Again, she was right, and if she values freedom of movement and freedom from bureaucracy more highly than freedom of dress (which she’s perfectly within her rights to do), then I do not doubt that she would find life in the UK far less free than her life in Jordan. Moreover, I’m sure that she would not be the only Jordanian to think this way and my smug assumption that my own country had freedom mostly sussed began to fray at the edges.
On top of this, I became increasingly aware that some of the greatest restrictions on my own freedom in Amman are not evidence of a general lack of freedom among Jordanians or Jordanian women; they are specific restrictions faced by Western women, or women who look “typically” Western. Walking down the streets, minding my own business, I have been followed, touched, spat on, kissed and proposed to. In taxis, I have been treated as nothing more than a sex object. This is not freedom. At first I believed this is the experience of most women in Amman, but eventually I realised that this is (in general) the experience of women who don’t look typically Arab.
Who’s to blame for this restriction on my freedom? Obviously, each offending man must bear some responsibility, but in general they are acting in accordance with a stereotype of Western women promulgated by my own Western culture — by the music videos, the magazines and the porn films produced by the culture I was born into. When I’m sitting in the back of a taxi and the driver seems surprised that I’m not willing to have sex after chatting for five minutes, or when I’m walking home and a middle-aged man pulls over in his car and seems offended when I refuse to climb inside, I wonder why the hell they ever thought, indeed expected, that I would be so willing. Is it because my own culture never gave them any indication that I would or even could say no? So yes, I may feel significantly less free in Jordan, but how far is my own culture to blame?

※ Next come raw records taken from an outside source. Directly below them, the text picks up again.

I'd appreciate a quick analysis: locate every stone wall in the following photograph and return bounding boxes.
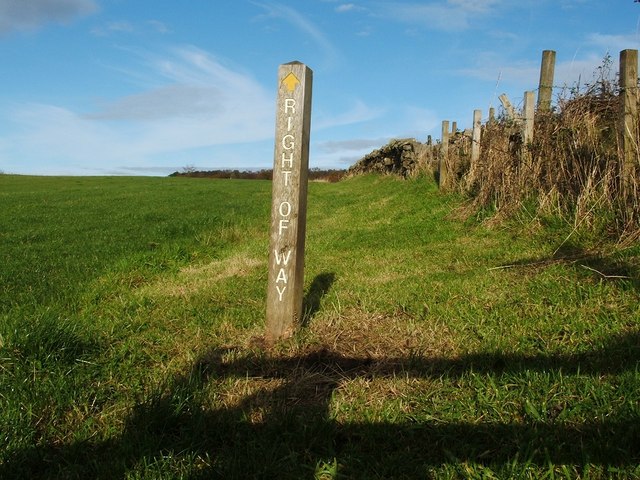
[347,138,433,178]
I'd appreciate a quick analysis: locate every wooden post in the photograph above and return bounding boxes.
[538,50,556,112]
[265,62,313,344]
[620,50,638,201]
[438,120,449,188]
[522,92,536,147]
[471,110,482,168]
[498,93,516,120]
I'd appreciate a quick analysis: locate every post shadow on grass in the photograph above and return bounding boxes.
[5,331,640,480]
[301,272,336,327]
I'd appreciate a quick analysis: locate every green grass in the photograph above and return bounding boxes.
[0,175,640,479]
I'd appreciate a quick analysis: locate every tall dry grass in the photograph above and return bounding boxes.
[449,65,640,242]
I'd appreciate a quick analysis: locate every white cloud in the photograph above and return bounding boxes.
[587,33,640,55]
[382,0,502,32]
[0,0,98,35]
[0,47,275,171]
[311,100,384,130]
[335,3,367,13]
[254,2,341,68]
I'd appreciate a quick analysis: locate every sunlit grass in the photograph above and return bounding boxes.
[0,176,640,478]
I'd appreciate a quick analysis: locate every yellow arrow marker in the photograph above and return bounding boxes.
[282,72,300,92]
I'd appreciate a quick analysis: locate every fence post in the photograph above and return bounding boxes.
[522,92,536,147]
[438,120,449,188]
[498,93,516,120]
[620,50,638,201]
[471,110,482,169]
[265,62,313,344]
[538,50,556,112]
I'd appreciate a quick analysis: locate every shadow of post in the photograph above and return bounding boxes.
[5,332,640,480]
[302,272,336,327]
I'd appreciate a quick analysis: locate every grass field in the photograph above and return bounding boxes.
[0,175,640,479]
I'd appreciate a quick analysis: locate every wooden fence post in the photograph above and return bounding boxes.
[498,93,516,120]
[620,50,638,201]
[522,92,536,148]
[471,110,482,169]
[538,50,556,112]
[438,120,449,188]
[265,62,313,344]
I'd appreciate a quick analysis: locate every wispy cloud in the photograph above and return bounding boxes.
[587,33,640,54]
[311,100,384,130]
[0,46,274,171]
[91,20,170,37]
[0,0,98,35]
[253,2,341,68]
[381,0,503,32]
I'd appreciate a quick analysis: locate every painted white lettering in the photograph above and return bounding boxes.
[276,268,287,285]
[274,249,292,265]
[282,134,295,150]
[278,218,289,235]
[280,152,293,168]
[278,202,291,217]
[284,98,296,115]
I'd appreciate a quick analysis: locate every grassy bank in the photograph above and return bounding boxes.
[0,176,640,479]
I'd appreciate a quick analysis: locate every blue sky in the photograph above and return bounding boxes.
[0,0,640,175]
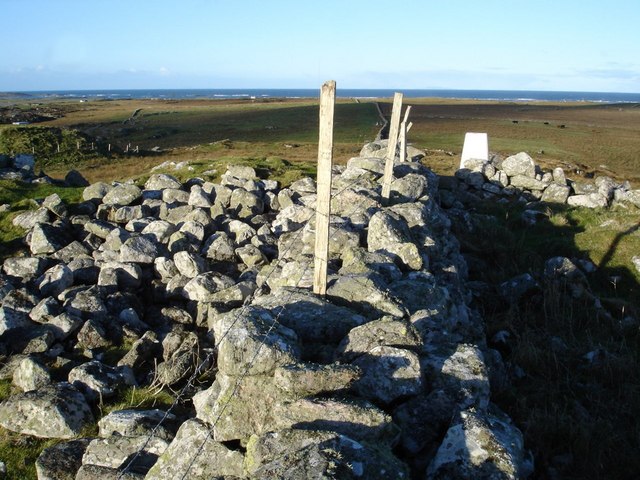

This post is obviously not intended to offer any conclusive opinion about whether life in the UK or in Jordan is the most free. It’s just an illustration of how my views and values are being challenged and questioned. I arrived in Jordan with a sense that I was free in the UK and would not be free in Jordan and that that was an uncomplicated issue. Now I wonder why it is that I feel more free in the UK than in Jordan and whether the same culture that I consider to be free is really the driving force behind the harassment obstructing my freedom in daily life in Amman.